Conditions may improve in the coming days. As of her Sunday-to-Monday night shift, Susan noted that no one was sleeping outside without tents anymore. This may be a result of the reported movement of at least dozens of new Moria migrants to other centers (at least some are apparently handcuffed while in transit). Electrical charging stations had been restored as well, suggesting that some immediate deterioration may have been the result of early confusion and a lack of preparation. This week’s promised arrival of 2,300 EU officials to help administer the island camps may bring much-needed logistical, translation, and general support. And attention brought to Moria’s plight by protests outside the camp last Thursday, in the Lesvos port town of Mytilene on Saturday, and within the camp this Monday, may swell support for remaining aid groups, if not a proper response from the EU to make up the recent NGO shortfall. An American envoy alone reportedly pledged $20 million to assist UNHCR migrant aid operations after visiting Lesvos on Monday, although it’s unclear if that money will materialize or reach Moria.
Yet some think it’s also possible that administrators will shy away from seriously improving conditions at Moria and other centers as part of a bid to signal to migrants that the Aegean route is closed.

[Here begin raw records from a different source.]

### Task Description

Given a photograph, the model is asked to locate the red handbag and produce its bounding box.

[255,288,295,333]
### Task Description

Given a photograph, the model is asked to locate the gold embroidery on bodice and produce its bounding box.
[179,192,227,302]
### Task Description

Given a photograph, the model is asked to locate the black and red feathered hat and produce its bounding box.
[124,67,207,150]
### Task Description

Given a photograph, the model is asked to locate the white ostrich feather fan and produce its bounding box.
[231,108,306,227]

“I believe [authorities] have been apathetic and slow to respond to the worsening conditions … to make an example of the new arrivals,” Susan tells GOOD. “Reports of poor conditions and inadequate provisions could be a serious deterrent to any who plan to come to Greece.”
Given that the entire EU-Turkey deal is a type of deterrent, this interpretation is not irrational. But it’s entirely possible that the EU simply did not account for the severe backlash to its plans from aid groups, or Greece’s ongoing scrutiny of minor, ad hoc NGOs.
Yet if the EU believes that any element of its Turkey deal will help to stem the burden and the horrors of the migrant crisis, they may be sorely mistaken. Reports have recently emerged of individuals considering alternate routes into Greece, crossing the Black Sea from Turkey to Romania, or even opting for a more dangerous crossing from North Africa across the Strait of Sicily.
If conditions at places like Moria simply push migration down the coast, or if the deal with Turkey falls apart because of legal concerns or the failure of EU membership talks, it will be disastrous for the EU. The Union’s maneuvering was already hard for many to swallow, and the deterioration at Moria will likely strike many as blatantly cruel and shortsighted. And if it turns out that it was all for nothing, then it will be hard to paint the deal and its aftermath as anything other than a reactionary, delegitimizing boondoggle of the highest, most harmful order.